Here’s where I am, on this day buried deep in gray-and-white January: I’m in a tiny Vermont village — general store with a beer cooler and sandwiches made-to-order, post office open for its afternoon hours, volunteer fire department. It’s early afternoon, and I’m walking back to my library with an armful of mail, and no one’s around, the store empty of customers, no passing cars or granite trucks on Route 14 — no one but me and my library mail and a man on the steps of an unused church. He’s pressing his phone, and he doesn’t look at me.
I stand there, on the pavement, looking at him. I know who he is, as I’m sure he knows who I am, although we’ve never exchanged a single word between us. I know he’s been at my desk, illicitly after hours in the library, sitting with his hands on the worn wood, surrounded by stacks of books, my untidy bins of yarn and crochet hooks, the hastily piled colored scraps of paper. All around are small offerings from children — tiny notes to Miss Brett, a sketch of a piglet, an orange origami box holding a clay snowman. Miniature paper airplanes folded by 7-year-old hands.
On this January day, I keep thinking back to that sunny October afternoon, the leaves turning gold and russet. Had I known that man would be dead within months, I might have stood there a little longer and then walked over to him, said, Come in through the door and not the window.
As a writer, I’ve spent years training myself to look for junctures, to know actions matter far more than thoughts — and yet, that afternoon, I kept walking. Maybe I guessed I had all the time in the world, maybe I judged some things can slide without action and the world will work its own wonders. Maybe it was simply that the day was a fine autumn one, and I believed I had things to do.

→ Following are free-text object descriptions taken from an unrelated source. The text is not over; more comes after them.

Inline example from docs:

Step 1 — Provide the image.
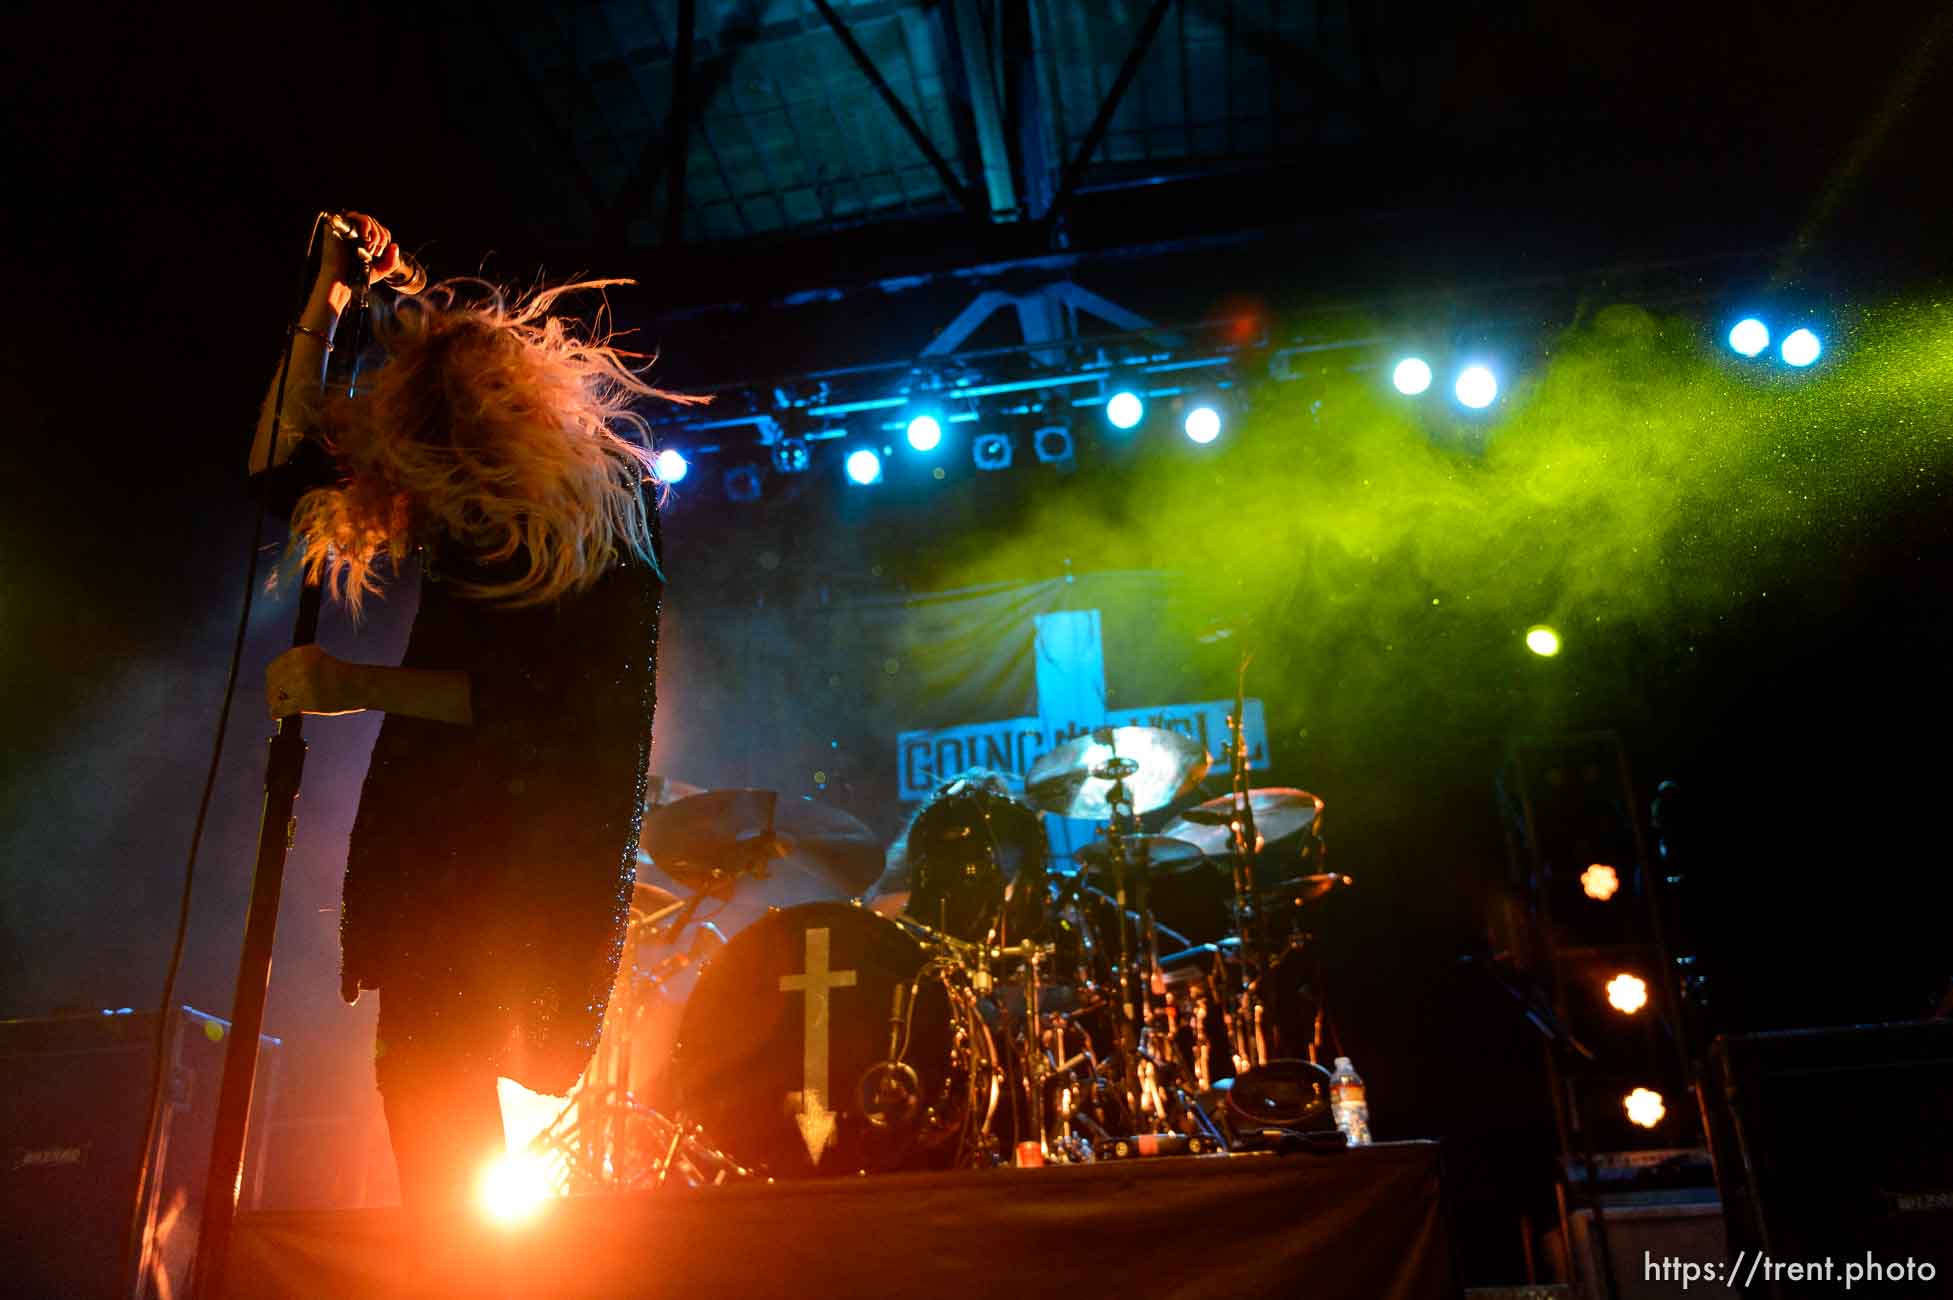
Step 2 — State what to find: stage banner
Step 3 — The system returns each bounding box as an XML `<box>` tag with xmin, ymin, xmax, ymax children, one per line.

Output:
<box><xmin>655</xmin><ymin>569</ymin><xmax>1269</xmax><ymax>862</ymax></box>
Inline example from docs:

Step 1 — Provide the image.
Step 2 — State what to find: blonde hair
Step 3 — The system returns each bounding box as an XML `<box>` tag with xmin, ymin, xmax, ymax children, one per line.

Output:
<box><xmin>289</xmin><ymin>279</ymin><xmax>704</xmax><ymax>612</ymax></box>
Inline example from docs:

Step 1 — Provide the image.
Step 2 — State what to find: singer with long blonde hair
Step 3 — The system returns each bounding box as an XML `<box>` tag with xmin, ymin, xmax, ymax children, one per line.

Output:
<box><xmin>253</xmin><ymin>213</ymin><xmax>701</xmax><ymax>1211</ymax></box>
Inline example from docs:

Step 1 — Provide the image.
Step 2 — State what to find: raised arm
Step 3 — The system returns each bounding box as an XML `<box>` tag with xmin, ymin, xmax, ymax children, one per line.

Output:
<box><xmin>248</xmin><ymin>212</ymin><xmax>405</xmax><ymax>475</ymax></box>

I turned left, up the dirt road, and carried on with whatever I was thinking, and that particular day passed in the great finality of the past.

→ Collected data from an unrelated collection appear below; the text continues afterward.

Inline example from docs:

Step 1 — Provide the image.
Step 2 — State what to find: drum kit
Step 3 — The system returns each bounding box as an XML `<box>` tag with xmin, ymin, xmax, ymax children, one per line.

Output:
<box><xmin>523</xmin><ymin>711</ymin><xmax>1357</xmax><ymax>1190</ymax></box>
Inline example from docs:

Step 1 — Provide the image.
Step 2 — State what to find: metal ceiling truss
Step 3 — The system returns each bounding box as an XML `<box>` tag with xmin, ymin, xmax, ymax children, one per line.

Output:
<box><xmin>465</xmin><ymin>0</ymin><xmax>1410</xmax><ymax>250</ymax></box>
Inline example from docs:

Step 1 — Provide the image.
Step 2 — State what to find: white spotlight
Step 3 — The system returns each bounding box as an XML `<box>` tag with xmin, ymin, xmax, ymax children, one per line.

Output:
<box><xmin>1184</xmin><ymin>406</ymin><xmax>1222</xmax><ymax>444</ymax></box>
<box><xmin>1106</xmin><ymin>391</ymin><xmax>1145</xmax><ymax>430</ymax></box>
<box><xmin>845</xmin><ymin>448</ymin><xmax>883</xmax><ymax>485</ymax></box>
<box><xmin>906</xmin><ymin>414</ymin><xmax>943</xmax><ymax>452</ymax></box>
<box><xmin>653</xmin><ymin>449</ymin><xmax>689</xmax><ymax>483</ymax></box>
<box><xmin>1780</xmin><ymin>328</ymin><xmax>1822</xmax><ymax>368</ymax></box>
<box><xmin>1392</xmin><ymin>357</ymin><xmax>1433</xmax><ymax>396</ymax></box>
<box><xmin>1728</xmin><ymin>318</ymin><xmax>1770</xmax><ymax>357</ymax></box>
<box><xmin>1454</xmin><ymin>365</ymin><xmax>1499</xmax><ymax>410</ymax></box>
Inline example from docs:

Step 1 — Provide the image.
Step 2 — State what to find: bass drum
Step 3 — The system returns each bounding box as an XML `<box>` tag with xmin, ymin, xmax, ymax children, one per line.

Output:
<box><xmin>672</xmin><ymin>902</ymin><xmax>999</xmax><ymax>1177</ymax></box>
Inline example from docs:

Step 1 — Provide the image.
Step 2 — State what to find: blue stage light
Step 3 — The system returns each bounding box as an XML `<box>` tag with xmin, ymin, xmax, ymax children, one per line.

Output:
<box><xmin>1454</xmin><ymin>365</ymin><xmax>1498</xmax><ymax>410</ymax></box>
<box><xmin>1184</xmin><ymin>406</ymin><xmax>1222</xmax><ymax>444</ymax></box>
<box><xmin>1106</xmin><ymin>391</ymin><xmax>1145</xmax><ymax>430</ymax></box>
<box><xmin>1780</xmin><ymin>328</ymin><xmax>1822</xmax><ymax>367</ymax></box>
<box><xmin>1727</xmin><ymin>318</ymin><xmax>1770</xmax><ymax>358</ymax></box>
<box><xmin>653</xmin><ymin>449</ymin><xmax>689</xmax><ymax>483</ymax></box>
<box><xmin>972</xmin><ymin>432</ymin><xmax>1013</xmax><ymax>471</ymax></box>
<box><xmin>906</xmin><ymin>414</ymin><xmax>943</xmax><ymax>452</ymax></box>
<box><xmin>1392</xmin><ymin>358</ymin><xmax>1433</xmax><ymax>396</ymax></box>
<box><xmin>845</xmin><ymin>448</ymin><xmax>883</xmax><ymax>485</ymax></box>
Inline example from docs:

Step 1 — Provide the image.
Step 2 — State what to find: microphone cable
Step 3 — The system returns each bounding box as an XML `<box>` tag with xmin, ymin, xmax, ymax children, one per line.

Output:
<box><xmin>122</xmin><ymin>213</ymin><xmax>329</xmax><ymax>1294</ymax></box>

I believe that there is one story in the world, and only one. . . . Humans are caught—in their lives, in their thoughts, in their hungers and ambitions, in their avarice and cruelty, and in their kindness and generosity too—in a net of good and evil… There is no other story. A man, after he has brushed off the dust and chips of his life, will have left only the hard, clean questions: Was it good or was it evil? Have I done well—or ill?